# Is facebook going to charge 14.99 a month in july



## lexmarks567

there was a group started on facebook with over 1,000,000 members but nothing in Wikipedia. Anyway it says that there are offers to buy facebook from people who will turn it into a pay-site. IS this true or is this a early April fools joke. is facebook going to charge $14.99 a month to use it. some over forums think its a hoax sense it has not been on the news or other tech sites. http://www.facebook.com/#!/group.php?gid=324999834156&ref=nf


----------



## jvic

http://www.snopes.com/computer/internet/fbcharge.asp


----------



## Rocka

are people that desperate to have facebook? Those who don't decide to pay the fees will have their personal images and date floating around in cyber space.....nicee!

Thats if the rumour is true...


----------



## new tech guy

Ive heard this rumor about facebook tons of times....the same thing every time....its nothing but hot air because someone is looking for attention!


----------



## slurpee55

Facebook is doing very well, thank you, mostly from the advertising and what it charges the companies who put games on the site. It won't cost the general user anything - if they did charge, they would lose lots of ad revenue.


----------



## Techiewoman

Rocka said:


> are people that desperate to have facebook? Those who don't decide to pay the fees will have their personal images and date floating around in cyber space.....nicee!
> 
> Thats if the rumour is true...


Their personal data is already floating all over cyberspace. People don't realize that everything on the web is PUBLIC, not PRIVATE. 
http://www.nytimes.com/2010/03/17/technology/17privacy.html?nl=technology&emc=techupdateema1

And Myspace has just contracted with a company to sell all their data. 
http://www.pcworld.com/article/191716/myspace_user_data_for_sale.html

And this is NOT a rumor. I check all my sources.


----------



## guy2

Ahh man ,what a tease


----------



## liciniusjack

Face book is very good site for social interaction. I have been using face book from last 3 years. I have good memories on working with facebook. 

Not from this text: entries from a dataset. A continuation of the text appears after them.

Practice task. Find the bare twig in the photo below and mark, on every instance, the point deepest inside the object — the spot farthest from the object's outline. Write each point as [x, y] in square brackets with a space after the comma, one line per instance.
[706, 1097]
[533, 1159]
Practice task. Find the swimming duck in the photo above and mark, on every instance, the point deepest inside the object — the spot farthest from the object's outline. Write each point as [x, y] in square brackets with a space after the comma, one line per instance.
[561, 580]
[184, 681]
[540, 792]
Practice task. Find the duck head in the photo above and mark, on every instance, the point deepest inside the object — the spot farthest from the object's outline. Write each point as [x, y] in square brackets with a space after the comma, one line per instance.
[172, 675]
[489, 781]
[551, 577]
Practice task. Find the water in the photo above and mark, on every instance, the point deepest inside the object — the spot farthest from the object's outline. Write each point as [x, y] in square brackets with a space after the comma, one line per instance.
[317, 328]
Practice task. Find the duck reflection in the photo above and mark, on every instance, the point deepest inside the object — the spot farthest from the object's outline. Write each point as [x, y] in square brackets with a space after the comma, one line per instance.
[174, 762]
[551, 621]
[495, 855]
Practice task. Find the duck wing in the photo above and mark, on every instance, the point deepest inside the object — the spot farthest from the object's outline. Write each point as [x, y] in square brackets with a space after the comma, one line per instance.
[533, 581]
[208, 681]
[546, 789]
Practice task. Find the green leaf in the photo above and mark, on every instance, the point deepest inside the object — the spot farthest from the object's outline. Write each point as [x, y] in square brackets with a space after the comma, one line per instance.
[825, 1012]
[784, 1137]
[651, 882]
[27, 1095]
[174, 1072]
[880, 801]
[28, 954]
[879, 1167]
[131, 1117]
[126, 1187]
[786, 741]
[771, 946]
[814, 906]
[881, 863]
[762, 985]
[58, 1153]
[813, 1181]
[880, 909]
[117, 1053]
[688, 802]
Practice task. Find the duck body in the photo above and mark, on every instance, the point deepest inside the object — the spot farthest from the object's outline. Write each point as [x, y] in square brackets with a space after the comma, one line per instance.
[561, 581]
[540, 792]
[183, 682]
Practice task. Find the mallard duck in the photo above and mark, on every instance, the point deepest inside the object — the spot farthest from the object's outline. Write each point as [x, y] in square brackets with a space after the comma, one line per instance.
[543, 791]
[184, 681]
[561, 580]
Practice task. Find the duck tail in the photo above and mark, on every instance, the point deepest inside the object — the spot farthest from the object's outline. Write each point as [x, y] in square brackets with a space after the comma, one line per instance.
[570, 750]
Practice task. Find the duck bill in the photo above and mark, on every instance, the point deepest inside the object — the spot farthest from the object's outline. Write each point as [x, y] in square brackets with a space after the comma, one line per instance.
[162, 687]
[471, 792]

There are rumours on facebook regarding charges so many times. Facebook has not given any such news through anyway in public. Do you still believe in this????


----------



## techkid

Not really, no. If Facebook were to suddenly charge subscription without warning, they'd pretty much be ruining themselves.

If they were going to do anything, it'd probably be like a premium service (like with TSG's donations). Ad-free pages, more user space (photos, videos, extra message space etc), or some sort of benefits like that. Even then, they'd have something plastered over their home page, or e-mailed out to users.


----------



## new tech guy

I think the thing we need to see here is that these social networks are a double bladed sword. On the one hand it is good to keep in touch with people, connect with long lost highschool friends, etc. On the other hand, it is not so good because now your personal info is all over the place. Once online you never truely go "offline" unless you want to go to a remote place away from technology, change your identity, etc. Essentially to go "offline" you gotta drop off the whole grid.


----------



## guy2

Myspace and Facebook are almost useless to me ,have you ever noticed that some people on these sites post everything up all the time like their asking for it and it always gives you notifications and shows up on you page when you log in? It's like a site for useless information and brain dead people to post every aspect of their lives thats very boring ,the only thing i see in it is everyones got one and thats why it's good for dating.


----------



## new tech guy

guy2 said:


> Myspace and Facebook are almost useless to me ,have you ever noticed that some people on these sites post everything up all the time like their asking for it and it always gives you notifications and shows up on you page when you log in? It's like a site for useless information and brain dead people to post every aspect of their lives thats very boring ,the only thing i see in it is everyones got one and thats why it's good for dating.


So your calling people who atcually use the site useless, braindead people?


----------